Even when medical IoT devices encrypt data transmitted to the cloud, a network observer could scrutinize metadata to obtain information about a user. Several recent studies have demonstrated that IoT device traffic analysis can reveal user behavior from correlations between device network activity and user interactions .
This paper examines whether in the course of regular behavior, today’s commercially available smart medical devices properly protect all individually identifiable health information as dictated by HIPAA. We evaluate a suite of medical IoT devices, including: (1) Withings Smart Blood Pressure Monitor, (2) Withings Smart Scale, (3) iHealth Ease Wireless Blood Pressure Monitor, and (4) 1byOne Digital Smart Wireless Scale, all of which are popular and readily available on Amazon. We record and analyze network traffic from these devices and attempt to identify cleartext health information and/or metadata that would allow an adversary to infer e-PHI from encrypted communications.
We present two main findings. First, we find that multiple devices that were tested send information related to their users’ heath in cleartext. This result is concerning given our relatively small sample of devices, and indicates that cleartext transmission of heath information may be a widespread privacy vulnerability across the market of IoT medical devices. Even more worrisome, we found cleartext health information in communications from devices that use SSL/TLS transport layer encryption. This health information was sent in cookies, URLs, and occasional unencrypted connections—all indicative of poor development practices by device manufacturers.
Secondly, even the devices that consistently encrypt health information have privacy vulnerabilities. Network observers and adversaries can see traffic from these devices as being generated from specific IP addresses. By examining network traffic from an access point, it is possible to isolate traffic originating from a fixed set of IP addresses and subsequently mine the associated metadata for sensitive medical information. Although in some home and hospital settings, individual IP addresses may be shielded by a NAT, the rise of IPv6 and devices tethered to cell phones leave many devices directly exposed and individually identifiable.

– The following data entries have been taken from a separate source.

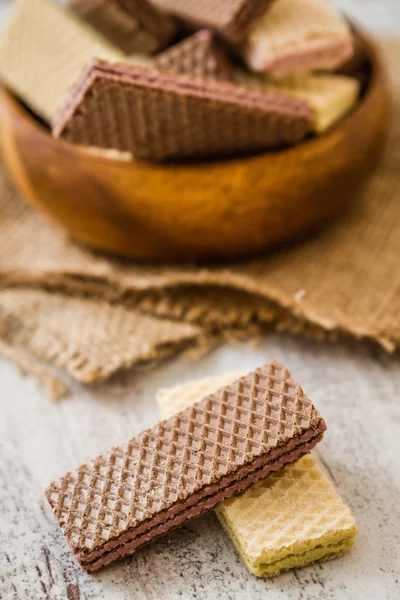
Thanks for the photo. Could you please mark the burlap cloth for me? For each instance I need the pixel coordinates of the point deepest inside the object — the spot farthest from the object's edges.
(63, 306)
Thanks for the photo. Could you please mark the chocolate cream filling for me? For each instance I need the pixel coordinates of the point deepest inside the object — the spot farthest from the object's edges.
(200, 502)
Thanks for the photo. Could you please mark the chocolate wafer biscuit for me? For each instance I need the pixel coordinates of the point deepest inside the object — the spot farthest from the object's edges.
(185, 465)
(231, 18)
(298, 36)
(43, 51)
(162, 115)
(289, 520)
(131, 25)
(199, 55)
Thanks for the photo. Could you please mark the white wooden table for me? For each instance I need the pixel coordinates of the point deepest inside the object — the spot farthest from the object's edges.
(356, 389)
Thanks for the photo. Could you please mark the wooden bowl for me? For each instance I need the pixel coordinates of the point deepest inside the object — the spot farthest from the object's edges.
(207, 210)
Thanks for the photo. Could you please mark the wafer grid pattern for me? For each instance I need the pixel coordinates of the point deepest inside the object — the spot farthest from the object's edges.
(198, 55)
(178, 458)
(231, 17)
(169, 116)
(290, 519)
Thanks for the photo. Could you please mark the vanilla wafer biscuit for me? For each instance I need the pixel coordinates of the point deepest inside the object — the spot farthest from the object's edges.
(131, 25)
(289, 520)
(163, 115)
(298, 36)
(185, 465)
(329, 96)
(44, 50)
(231, 18)
(199, 55)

Though patients and doctors expect their e-PHI to be properly protected, one of the major problems with commercially available IoT devices on the market is the user’s lack of visibility in terms of how their data is handled. This paper presents a simple and intuitive user interface for IoT device users to monitor and visualize the data that their medical IoT devices transmit to the Internet. As traffic data from a suite of connected devices is captured on a local Wi-Fi access point, we mine the traffic for potentially revealing electronic personal health information that has been transmitted in the clear. The user interface lists each device connected to the access point, warning the user of potential cleartext leakages associated with each device (Figure 1). The goal was to make the interface universally intelligible so that average users with no comprehension of packets, encryption, or networks would be able to monitor how each device protected their e-PHI.

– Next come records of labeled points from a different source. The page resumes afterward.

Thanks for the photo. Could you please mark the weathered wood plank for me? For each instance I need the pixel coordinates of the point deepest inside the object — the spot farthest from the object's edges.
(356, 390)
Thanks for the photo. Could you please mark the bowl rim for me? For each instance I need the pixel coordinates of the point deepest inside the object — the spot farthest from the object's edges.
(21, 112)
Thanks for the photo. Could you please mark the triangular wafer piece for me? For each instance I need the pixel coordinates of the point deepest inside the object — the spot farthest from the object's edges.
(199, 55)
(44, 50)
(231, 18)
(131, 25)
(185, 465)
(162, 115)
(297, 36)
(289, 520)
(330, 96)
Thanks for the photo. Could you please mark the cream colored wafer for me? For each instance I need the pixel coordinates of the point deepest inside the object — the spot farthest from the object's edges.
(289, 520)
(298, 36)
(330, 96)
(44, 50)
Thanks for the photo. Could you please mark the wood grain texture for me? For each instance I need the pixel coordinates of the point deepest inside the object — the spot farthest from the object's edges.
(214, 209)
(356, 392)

We recently presented our findings to members of congress, including Senator Edward Markey (MA, Committee on Communications and Technology) and Congressman Joe Kennedy (MA, Subcommittee on Digital Commerce and Consumer Protection), to raise awareness of the potential vulnerabilites in IoT devices and of the lack of security or privacy standardization among IoT device manufacturers. As a featured participant in the Coalition for National Science Funding’s 2017 Capital Hill Exhibition, we addressed the need for increased consumer visibility into the data that their IoT devices are sending across the Internet through a unified web-based dashboard [Mosley (2017)].
2 Related Work
Classifying network traffic as encrypted or cleartext can be challenging. Cha outlines the following method to determining encrypted versus unencrypted traffic [Cha and Kim (2017)]:
Separate each packet’s header (non-encrypted) from its payload (potentially encrypted)

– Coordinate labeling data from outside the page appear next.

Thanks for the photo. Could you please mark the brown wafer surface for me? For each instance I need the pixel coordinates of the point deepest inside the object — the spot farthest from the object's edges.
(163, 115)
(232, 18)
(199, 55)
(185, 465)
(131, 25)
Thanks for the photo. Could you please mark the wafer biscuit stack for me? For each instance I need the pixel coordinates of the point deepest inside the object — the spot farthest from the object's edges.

Analyze randomness of payload using multiple tests, including Shannon Entropy, Chi-square, and arithmetic mean
Use a training subset from cleartext protocols (HTTP, FTP, Telnet) and encrypted protocols (SSH, TLS) to determine a threshold entropy, above which indicates encrypted traffic
We use this approach as a baseline method for classifying traffic. A related problem is distinguishing encrypted traffic from compressed cleartext traffic, which is more difficult since both compressed and encrypted traffic exhibit high orders of entropy. In this paper, we restrict our focus to distinguishing uncompressed cleartext traffic from encrypted traffic.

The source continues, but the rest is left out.